Cannes fonctionne comme une place immobilière de prestige. La Croisette, le Palais, les immeubles face à la mer et les villas de la Californie forment un marché de tickets élevés, souvent détenus par des propriétaires déjà à l'aise, parfois depuis plusieurs décennies. Le viager y sert moins à « tenir » qu'à extraire du capital d'un bien rare, tout en conservant l'usage si vous le souhaitez.

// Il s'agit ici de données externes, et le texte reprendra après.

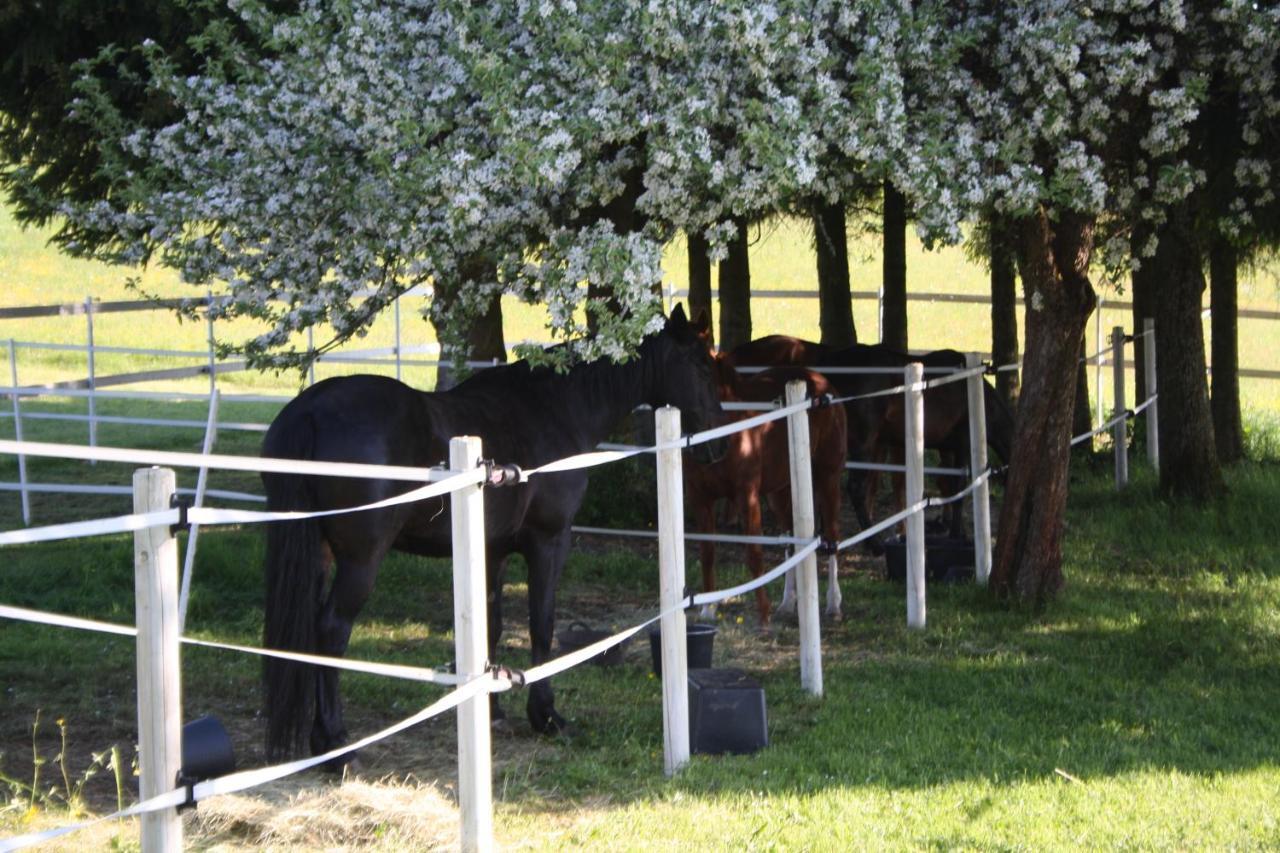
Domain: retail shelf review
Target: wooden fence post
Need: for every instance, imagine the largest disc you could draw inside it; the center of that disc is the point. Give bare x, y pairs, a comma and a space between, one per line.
397, 340
671, 584
1120, 430
188, 557
914, 405
1152, 388
17, 432
471, 642
209, 334
977, 465
92, 374
155, 578
311, 349
801, 528
1097, 364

Deux profils se croisent. D'un côté, la résidence principale d'une retraite aisée : grand appartement, charges de copropriété importantes, attachement au quartier et aux habitudes. De l'autre, la seconde résidence, occupée une partie de l'année, parfois peu utilisée, dont la valeur immobilisée dépasse largement l'usage réel. Le montage occupé, libre ou mixte n'est pas le même selon que vous vivez à Cannes à l'année ou que vous y descendez.
Le Cannet, Cannes-La-Bocca, Mandelieu et Antibes élargissent le spectre : moins de vitrine, parfois plus de surface, des villas et des appartements dont le ticket reste substantiel sans coller au mètre carré de la Croisette. Depuis 2010, Coysevox lit ces micro-marchés un par un. Une moyenne « Côte d'Azur » ne dit rien d'un cinquième étage face aux yachts, ni d'une villa à Super-Cannes.